Module stikpetP.visualisations.vis_bar_stacked_single

Expand source code
import pandas as pd
import matplotlib.pyplot as plt

def vi_bar_stacked_single(data, catCoding = None, orientation = "h"):    
    '''
    Single Stacked Bar-Chart
    ------------------------
    
    A regular bar-chart but with the bars on top of each other, instead of next to each other. This is called a compound bar chart, stacked bar chart (Wilkinson, 2005, p. 157) or component bar chart (Zedeck, 2014, p. 54). 
    
    It can be defined as: “a bar chart showing multiple bars stacked at each x-axis category, each representing a value of the stacking variable” (Upton & Cook, 2014, p. 88).
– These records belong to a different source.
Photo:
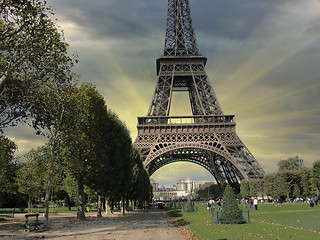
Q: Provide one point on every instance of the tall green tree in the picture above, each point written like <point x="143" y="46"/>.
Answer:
<point x="35" y="63"/>
<point x="316" y="173"/>
<point x="140" y="183"/>
<point x="32" y="50"/>
<point x="82" y="139"/>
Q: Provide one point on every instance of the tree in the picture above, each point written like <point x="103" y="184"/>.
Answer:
<point x="256" y="187"/>
<point x="291" y="164"/>
<point x="273" y="186"/>
<point x="231" y="213"/>
<point x="245" y="189"/>
<point x="35" y="63"/>
<point x="31" y="177"/>
<point x="8" y="168"/>
<point x="316" y="173"/>
<point x="140" y="184"/>
<point x="83" y="140"/>
<point x="31" y="51"/>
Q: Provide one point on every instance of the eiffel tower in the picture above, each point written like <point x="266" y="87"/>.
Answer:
<point x="208" y="137"/>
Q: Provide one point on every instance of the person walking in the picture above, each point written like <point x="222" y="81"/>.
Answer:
<point x="255" y="203"/>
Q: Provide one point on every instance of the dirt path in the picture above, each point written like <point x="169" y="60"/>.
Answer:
<point x="134" y="225"/>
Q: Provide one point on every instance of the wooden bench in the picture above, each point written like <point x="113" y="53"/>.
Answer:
<point x="29" y="225"/>
<point x="8" y="212"/>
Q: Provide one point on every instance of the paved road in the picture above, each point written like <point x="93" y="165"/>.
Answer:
<point x="154" y="225"/>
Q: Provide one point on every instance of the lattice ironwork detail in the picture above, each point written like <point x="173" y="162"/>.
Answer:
<point x="208" y="137"/>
    This function is shown in this [YouTube video](https://youtu.be/j92bv5gFwpI) and the visualisation is also described at [PeterStatistics.com](https://peterstatistics.com/Terms/Visualisations/bar-chart.html)
    
    Parameters
    ----------
    data : list or pandas series 
        the data
    catCoding : dictionary, optional 
        the coding to use
    orientation : {"h", "v"}, optional 
        indicate horizontal or vertical chart, Default is "h"
    
    Notes
    -----
    This function uses the **barh()** function from pyplot

    Before, After and Alternatives
    ------------------------------
    Before the visualisation you might first want to get an impression using a frequency table:
    * [tab_frequency](../other/table_frequency.html#tab_frequency)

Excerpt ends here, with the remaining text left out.